Resources put into electric cars could instead be invested in public transport and urban development schemes, that would focus on drastically reducing the number of cars. This means changing not only the way we move around cities, but the way we live and work in them. It means envisioning cities in which there is no rush hour.
All this is well understood by LGND, who wrote in a briefing paper:
Many strategies for a decarbonised transport system envisage a virtually one-for-one swap from petrol and diesel cars to electric vehicles (EVs). Aside from the role of continued personal vehicle use in driving inequality […] a private-car dominated transport system will have other serious negative impacts, [including adding to demand for cobalt and clean electricity, air pollution, etc]. The Green New Deal will therefore prioritise green, low-cost or free public transport that avoids these damaging impacts.
Premising the decarbonisation of transport on supply of EVs by major automotive companies looking to maximize the remaining revenue they can extract from fossil fuel powered vehicles could become a serious bottleneck to rapid decarbonisation, [my emphasis, GL] particularly as the automotive industry continues to dismantle climate legislation [in the USA] despite claiming to support an EV-based future.
North Sea oil
Campaign groups including ScotE3, and Extinction Rebellion Scotland, are urging a just transition away from oil production in the North Sea, to ensure that communities dependent on it do not suffer. Labour has yet to formulate a policy on the issue.
Traditionally, Labour went along with the government-backed strategy of “maximising economic recovery”, that is, recovering every last drop of oil and gas possible, as the North Sea’s production levels go into natural decline. That approach contradicts all the climate targets signed up to by Labour and Tory governments alike.
Under Jeremy Corbyn’s leadership, Labour’s stance has started to change.

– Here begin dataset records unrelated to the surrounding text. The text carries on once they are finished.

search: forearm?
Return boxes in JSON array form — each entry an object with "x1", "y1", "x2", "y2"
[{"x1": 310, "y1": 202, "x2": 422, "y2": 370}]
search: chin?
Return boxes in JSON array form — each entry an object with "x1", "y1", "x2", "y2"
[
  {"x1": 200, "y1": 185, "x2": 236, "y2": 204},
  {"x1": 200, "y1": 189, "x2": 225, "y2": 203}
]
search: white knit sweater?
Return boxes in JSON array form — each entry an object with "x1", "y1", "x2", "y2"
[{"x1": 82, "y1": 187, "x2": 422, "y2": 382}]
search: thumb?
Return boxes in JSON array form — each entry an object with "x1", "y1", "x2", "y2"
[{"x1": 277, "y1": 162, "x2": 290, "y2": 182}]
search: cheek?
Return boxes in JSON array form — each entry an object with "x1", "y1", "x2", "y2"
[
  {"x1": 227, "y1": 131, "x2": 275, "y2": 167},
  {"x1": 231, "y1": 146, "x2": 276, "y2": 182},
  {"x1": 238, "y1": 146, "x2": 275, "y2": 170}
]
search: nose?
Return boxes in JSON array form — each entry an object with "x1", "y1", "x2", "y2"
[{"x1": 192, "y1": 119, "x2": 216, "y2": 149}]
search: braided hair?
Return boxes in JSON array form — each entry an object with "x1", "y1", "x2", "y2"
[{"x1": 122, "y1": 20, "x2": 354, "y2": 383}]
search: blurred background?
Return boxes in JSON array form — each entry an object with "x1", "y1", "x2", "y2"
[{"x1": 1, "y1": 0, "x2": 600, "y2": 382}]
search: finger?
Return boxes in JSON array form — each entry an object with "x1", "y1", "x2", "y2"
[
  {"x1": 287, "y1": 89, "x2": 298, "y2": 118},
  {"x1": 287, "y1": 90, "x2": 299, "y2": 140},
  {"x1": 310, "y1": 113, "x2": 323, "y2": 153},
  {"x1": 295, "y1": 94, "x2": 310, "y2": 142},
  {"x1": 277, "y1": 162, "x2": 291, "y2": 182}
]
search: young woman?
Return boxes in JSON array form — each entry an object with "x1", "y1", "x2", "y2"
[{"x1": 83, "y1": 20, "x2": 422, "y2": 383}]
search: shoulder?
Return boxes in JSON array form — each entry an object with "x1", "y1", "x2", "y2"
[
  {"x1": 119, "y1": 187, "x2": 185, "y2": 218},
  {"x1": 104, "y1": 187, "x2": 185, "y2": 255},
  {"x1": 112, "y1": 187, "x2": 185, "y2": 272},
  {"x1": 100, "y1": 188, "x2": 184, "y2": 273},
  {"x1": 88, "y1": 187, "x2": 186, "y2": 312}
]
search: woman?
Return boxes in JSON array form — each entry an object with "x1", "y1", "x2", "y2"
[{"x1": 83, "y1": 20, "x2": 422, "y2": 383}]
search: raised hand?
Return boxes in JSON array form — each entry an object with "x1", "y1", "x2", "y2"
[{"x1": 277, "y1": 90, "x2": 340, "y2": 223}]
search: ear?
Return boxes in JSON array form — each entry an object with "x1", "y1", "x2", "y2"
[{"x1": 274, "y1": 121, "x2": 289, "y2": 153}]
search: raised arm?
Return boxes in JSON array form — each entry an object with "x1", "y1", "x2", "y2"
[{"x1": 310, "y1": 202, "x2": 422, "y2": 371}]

Clive Lewis, shadow treasury minister, has denounced tax cuts that form part of “maximising economic recovery”.
Resisting exploitation in the global south
The Labour conference resolution included laudable statements on “supporting developing countries’ climate transitions”, welcoming climate refugees and pressing for heavy UN penalties for “ecocide”.
To put teeth into such principles, LGND advocates measures including closing down the UK’s tax havens and eliminating subsidies including international public finance support. They call for actions to address the “unjust, neo-colonial and unsustainable economic structures” that help multinational corporations to plunder countries in the global south and use indebtedness to keep them poor.
Obviously all this depends on a future Labour government’s ability and willingness to challenge international financial capital more broadly.
A concluding thought
Many of the policies advocated by LGND implicitly challenge the Labour party’s traditional commitment to “economic growth”. Alongside the political battles mentioned above, we need an ideological battle on this.
Naomi Klein, the ecosocialist writer, offered a challenge last week to “a left worldview that is essentially only interested in redistributing the spoils of extractivism and not reckoning with the limits of endless consumption”. Too right.